Os Professores Eméritos da Universidade Federal do Rio de Janeiro, abaixo assinados, vêm a público expressar a sua indignação e repudiar a injusta exclusão dos cientistas Adele Schwartz Benzaken e Marcus Vinícius Guimarães de Lacerda da lista de agraciados com a Ordem Nacional do Mérito Científico. Os seus nomes foram indicados por uma comissão paritária de membros do Ministério da Ciência, Tecnologia e Inovações, Academia Brasileira de Ciências (ABC) e Sociedade Brasileira para o Progresso da Ciência (SPBC), o que garante que sua escolha se dê em virtude de seu mérito científico, fora de toda e qualquer injunção política.
Em decreto de 3 de novembro de 2021, o atual ocupante do Palácio do Planalto publicou a lista dos agraciados com a honraria e, em 5 de novembro de 2021, o Presidente da República, surpreendentemente, fez publicar novo decreto excluindo os dois cientistas acima mencionados, por pura perseguição política.

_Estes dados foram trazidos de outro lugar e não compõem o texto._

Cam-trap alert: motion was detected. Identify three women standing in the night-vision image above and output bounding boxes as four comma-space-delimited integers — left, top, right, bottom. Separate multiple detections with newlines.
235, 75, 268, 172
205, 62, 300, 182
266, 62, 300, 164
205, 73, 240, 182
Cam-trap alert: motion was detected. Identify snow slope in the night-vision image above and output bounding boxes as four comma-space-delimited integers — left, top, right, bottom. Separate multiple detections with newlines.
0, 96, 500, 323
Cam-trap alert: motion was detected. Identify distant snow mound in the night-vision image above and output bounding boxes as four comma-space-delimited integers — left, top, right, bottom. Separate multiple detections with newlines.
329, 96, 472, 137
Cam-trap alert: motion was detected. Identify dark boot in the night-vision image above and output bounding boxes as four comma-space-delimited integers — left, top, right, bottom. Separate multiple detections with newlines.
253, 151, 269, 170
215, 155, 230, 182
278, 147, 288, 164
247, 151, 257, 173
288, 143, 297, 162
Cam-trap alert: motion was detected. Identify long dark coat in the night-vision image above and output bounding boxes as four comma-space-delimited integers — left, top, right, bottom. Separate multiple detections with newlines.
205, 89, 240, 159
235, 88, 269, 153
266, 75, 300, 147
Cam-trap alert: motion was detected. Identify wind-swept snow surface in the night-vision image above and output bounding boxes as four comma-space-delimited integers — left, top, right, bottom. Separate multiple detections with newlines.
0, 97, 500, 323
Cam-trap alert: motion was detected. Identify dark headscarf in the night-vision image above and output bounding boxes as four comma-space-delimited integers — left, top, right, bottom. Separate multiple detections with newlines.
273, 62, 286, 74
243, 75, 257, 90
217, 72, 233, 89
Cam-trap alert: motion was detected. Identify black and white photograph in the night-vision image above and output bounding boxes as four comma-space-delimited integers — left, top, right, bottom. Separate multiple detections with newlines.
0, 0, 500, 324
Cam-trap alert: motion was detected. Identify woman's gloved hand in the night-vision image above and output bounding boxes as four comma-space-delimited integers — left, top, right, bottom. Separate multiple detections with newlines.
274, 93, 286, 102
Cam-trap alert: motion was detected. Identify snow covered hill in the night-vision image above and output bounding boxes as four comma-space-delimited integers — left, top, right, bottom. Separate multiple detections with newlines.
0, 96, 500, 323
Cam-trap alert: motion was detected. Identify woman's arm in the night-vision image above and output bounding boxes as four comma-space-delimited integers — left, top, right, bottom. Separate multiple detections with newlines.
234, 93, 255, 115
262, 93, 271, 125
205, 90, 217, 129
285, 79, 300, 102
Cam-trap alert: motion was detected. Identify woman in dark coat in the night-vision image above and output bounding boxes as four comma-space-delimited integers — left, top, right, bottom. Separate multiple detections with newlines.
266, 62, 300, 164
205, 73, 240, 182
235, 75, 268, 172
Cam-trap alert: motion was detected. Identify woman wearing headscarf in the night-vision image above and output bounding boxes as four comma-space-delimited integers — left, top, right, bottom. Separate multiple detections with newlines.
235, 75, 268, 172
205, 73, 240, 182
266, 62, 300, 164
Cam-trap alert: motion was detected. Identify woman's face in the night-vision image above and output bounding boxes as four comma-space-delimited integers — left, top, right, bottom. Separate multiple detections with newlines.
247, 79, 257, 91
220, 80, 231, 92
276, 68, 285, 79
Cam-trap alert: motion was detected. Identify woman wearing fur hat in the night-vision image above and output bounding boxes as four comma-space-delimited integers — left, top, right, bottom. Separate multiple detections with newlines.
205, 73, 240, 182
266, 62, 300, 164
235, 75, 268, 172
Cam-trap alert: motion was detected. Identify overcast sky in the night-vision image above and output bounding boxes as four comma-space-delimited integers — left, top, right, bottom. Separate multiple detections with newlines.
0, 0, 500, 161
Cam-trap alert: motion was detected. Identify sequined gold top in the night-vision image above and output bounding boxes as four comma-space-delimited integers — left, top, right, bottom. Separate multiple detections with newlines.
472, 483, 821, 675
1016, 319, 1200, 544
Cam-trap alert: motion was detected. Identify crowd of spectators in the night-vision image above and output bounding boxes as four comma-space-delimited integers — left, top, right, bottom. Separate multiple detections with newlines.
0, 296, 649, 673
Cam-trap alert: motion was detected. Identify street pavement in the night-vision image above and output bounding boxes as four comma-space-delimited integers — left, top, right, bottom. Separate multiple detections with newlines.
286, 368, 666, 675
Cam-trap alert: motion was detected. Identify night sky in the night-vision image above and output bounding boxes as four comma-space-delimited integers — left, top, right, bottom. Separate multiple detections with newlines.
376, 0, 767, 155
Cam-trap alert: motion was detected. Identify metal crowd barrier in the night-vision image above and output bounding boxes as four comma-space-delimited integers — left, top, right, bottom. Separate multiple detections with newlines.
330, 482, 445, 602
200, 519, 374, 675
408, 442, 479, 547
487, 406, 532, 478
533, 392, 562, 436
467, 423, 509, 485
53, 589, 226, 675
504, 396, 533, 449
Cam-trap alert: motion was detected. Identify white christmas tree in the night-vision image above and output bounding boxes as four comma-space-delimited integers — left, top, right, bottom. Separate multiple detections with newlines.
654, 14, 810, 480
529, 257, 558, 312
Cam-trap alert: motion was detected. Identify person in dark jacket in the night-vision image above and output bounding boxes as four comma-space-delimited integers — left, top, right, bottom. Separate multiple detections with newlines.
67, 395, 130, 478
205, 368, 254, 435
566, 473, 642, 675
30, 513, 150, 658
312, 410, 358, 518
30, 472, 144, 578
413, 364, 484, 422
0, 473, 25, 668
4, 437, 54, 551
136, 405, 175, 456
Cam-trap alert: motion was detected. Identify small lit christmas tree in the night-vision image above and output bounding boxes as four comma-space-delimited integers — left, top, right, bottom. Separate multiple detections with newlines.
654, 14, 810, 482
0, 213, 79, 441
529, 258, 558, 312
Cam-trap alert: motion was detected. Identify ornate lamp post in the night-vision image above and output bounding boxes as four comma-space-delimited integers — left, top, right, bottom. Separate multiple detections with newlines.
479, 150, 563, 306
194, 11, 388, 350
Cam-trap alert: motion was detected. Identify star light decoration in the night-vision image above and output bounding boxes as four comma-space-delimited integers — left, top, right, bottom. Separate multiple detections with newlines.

Essa atitude indigna é marca de governos autoritários, condizente com o negacionismo do atual governo, que, durante a pandemia de Covid-19, se posicionou e agiu contra todas as recomendações científicas dos especialistas em saúde pública do país. Somado a isso, cortes financeiros abusivos vieram sufocar o financiamento de universidades e centros de pesquisa brasileiros, mostrando a sua total falta de visão e desprezo pela ciência e pelo próprio desenvolvimento do país.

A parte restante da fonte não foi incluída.